Key technical features of Cleora embeddings¶
The embeddings produced by Cleora differ significantly from those produced by systems like Node2vec, Word2vec, DeepWalk, and others. They are characterized by several key properties characterized by several key properties:
- Efficiency - Cleora is two orders of magnitude faster than Node2Vec or DeepWalk.
- Inductivity - Cleora's embeddings of an entity are defined only by interactions with other entities, allowing vectors for new entities to be computed on-the-fly.
- Stability - All starting vectors for entities are deterministic, meaning, that Cleora embeddings on similar datasets will be similar. Methods like Word2vec, Node2vec, or DeepWalk yield different results with each run.
- Cross-dataset compositionality - Due to the stability of Cleora embeddings, embeddings of the same entity on multiple datasets can be combined by averaging, yielding meaningful vectors.

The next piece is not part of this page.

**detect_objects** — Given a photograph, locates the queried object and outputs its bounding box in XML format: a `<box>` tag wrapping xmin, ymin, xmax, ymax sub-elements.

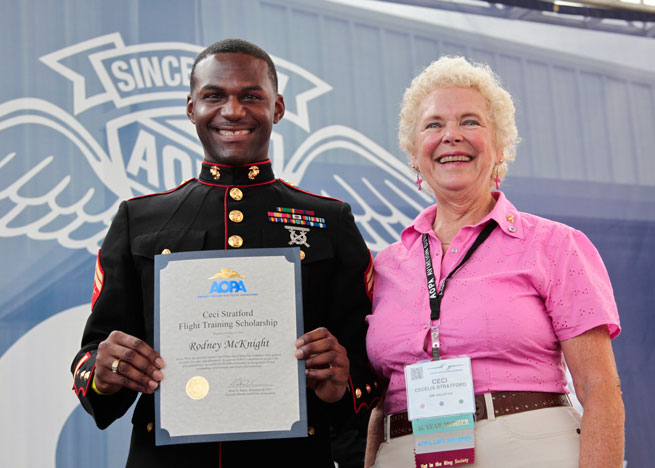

- Dim-wise independence - The process producing Cleora embeddings ensures that every dimension is independent of others. This allows for an efficient and low-parameter method for combining multi-view embeddings with Conv1d layers.
- Extreme parallelism and performance - Cleora is written in Rust, utilizing thread-level parallelism for all calculations except input file loading, often making the embedding process faster than loading the input data.
Key usability features of Cleora embeddings¶
The technical properties described above translate into excellent production-readiness of Cleora, which, from an end-user perspective, can be summarized as follows:
- Heterogeneous relational tables can be embedded without any artificial data pre-processing.
- Mixed interaction + text datasets can be embedded easily.
- The cold start problem for new entities is non-existent.
- Real-time updates of the embeddings do not require any separate solutions.
- Multi-view embeddings work out of the box.
- Temporal, incremental embeddings are stable out of the box, with no need for re-alignment, rotations, or other methods.
- Extremely large datasets are supported and can be embedded within seconds/minutes.